Das Symptom der "schweren Beine" besteht in einer gelegentlichen Venenschwäche ohne organische Schädigung. Es sind noch keine Krampfadern zu beobachten, sondern nur angeschwollene Füße und Knöchel mit einem Schweregefühl in den Beinen. Das Symptom der schweren Beine tritt häufiger bei Frauen auf, mit einem Schwerpunkt im Zusammenhang mit durch den Menstruationszyklus verursachten Hormonveränderungen.

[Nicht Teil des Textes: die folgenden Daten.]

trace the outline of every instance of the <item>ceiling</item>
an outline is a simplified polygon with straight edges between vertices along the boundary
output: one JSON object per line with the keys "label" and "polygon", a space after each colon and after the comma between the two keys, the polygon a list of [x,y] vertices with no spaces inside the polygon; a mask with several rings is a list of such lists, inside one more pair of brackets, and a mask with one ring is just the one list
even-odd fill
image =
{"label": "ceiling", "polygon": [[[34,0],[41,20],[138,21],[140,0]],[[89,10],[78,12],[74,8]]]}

Langes Stehen, selbst langes, ununterbrochenes Sitzen verursachen ein Anschwellen (Stauungsödem) mit einem Schweregefühl in den unteren Extremitäten. Dies geht einher mit einer gewissen Muskelanspannung, und die Patienten leiden manchmal an Wadenkrämpfen.
Die Situation verbessert sich im Allgemeinen durch Gehen oder Ausruhen in Rückenlage mit hochgelegten Beinen. Liegen verringert die Venenstauung durch Verminderung des hydrostatischen Drucks. Die Muskelkontraktionen drücken das Venenblut nach oben, indem sie die tiefen Beinvenen komprimieren. Diese beiden klassischen Methoden fördern den Venenrückfluss und bekämpfen relativ wirksam das Symptom der schweren Beine mit oder ohne Ödem.
Der Vorteil der Stimulation mit dem Programm "Schwere Beine" besteht in der Kombination beider Wirkungen: der Stimulation der Muskelaktivität, um den Kreislauf zu erhöhen, und der Liegeposition mit hochgelegten Beinen, um einen negativen Druckgradienten zu erhalten. Die Verminderung der hydrostatischen Beschwerden in Verbindung mit der Erhöhung des Blutflusses stellt des Gleichgewicht des interstitiellen Flüssigkeitsspiegels wieder her, baut Ödeme und akkumulierte Stoffwechselschlacken ab und versorgt das beeinträchtigte Gewebe mit Sauerstoff. Darüber hinaus unterdrücken die sehr niedrigen Stimulationsfrequenzen dank ihrer tonisierenden Wirkung die Muskelspannung und die Krampfanfälligkeit.
Während der Behandlung werden progressiv und automatisch eine Reihe von klar definierten Frequenzen verwendet, die den Venenrückfluss und die Sauerstoffversorgung erhöhen (7 Hz), eine maximale Endorphinwirkung erzeugen (5 Hz) und schließlich einen entspannenden tonolytischen Effekt bewirken (3 Hz), alles unter Beibehaltung eines erhöhten Blutflusses.